【第5話】ある日突然、夫が失踪しました 〜「実家へ戻る日」編〜
【第4話】からのつづき
お義父さんと隣の県にある団地へ車で向かいました。団地の部屋番号は分からなくても、近くで張っていれば夫と会えるかもしれないと思っていた矢先、車の中から夫の姿が目にとまりました。
年上にみえる女性と、夫、そしてその女性の子どもらしき男の子が2人。4人で笑いながら歩いていたのです……。思わず息をのんだ私。
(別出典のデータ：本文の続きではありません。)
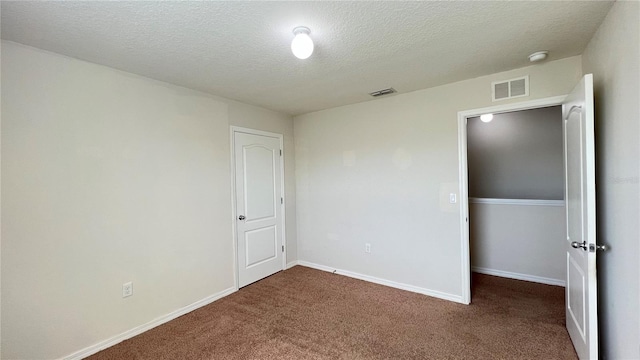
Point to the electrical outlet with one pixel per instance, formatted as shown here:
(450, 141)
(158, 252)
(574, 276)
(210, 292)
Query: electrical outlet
(127, 289)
次夫に会ったら何て言ってやろう……いきなり殴ろうか……罵声のひとつでも浴びさせてやろうか……いきなり離婚届を突き付けてやろうか……いろいろと考えていました。たくさんの恨みの言葉を用意していたはずなのに、夫を見て最初に出てきた言葉は……
1ヶ月ぶりに見る夫の顔は、記憶よりも痩せていて。あまり元気そうには見えませんでした。しかし夫はあの女性のところに行き別の人生を選んだのだから。私の出る幕はない――
もう何も話すことはない。離婚して実家に帰る決心がつきました。
私は、お義父さんに離婚届を託し、あとのことはお願いしてそのまま帰ることにしました。
そうして私は住んでいるマンションを解約し、実家のある北海道に引っ越すことに。バタバタと手続きやら何やらであっという間に時は過ぎてゆきました。
子どもたちは「どうして引っ越すの?」と状況が理解できてなさそうで、私は「北海道のおばあちゃんのお店が、人手が足りなくて大変なんだって! お手伝いに行ってあげよう」と説明しました。
そして夫のことは「こっちで大切なお仕事があるから一緒に北海道に行けない」とだけ告げました。子どもたちには本当のことは言えず、ただ抱きしめることしかできませんでした。
すべて一から出直しだ。今までは夫におんぶにだっこだったけれど、今度は私がしっかり働いて子どもたちを立派に育ててみせる……。そう固く決意をし飛行機で北海道に向かいました。
北海道に到着し、実家に到着すると同時に私のバッグのなかに入っていた夫の携帯が鳴りました。確認すると「非通知」の表示が。
もしかして……!
……なに? なんなの? 浮気はしてないって……捨てたつもりもないって……。じゃあ私が苦しんだあの日々はなんだったの?
「都合よすぎる……」
電話を切ったあとから、ますます怒りが沸いてきてしまいました。
絶対に戻ってなんかやるものか……私たちがいなくなって、ひとり寂しく、自分のしたことを死ぬほど後悔すればいいんだ……。
そう思い前を向こうとしましたが、北海道の実家での生活はそううまくはいきませんでした……。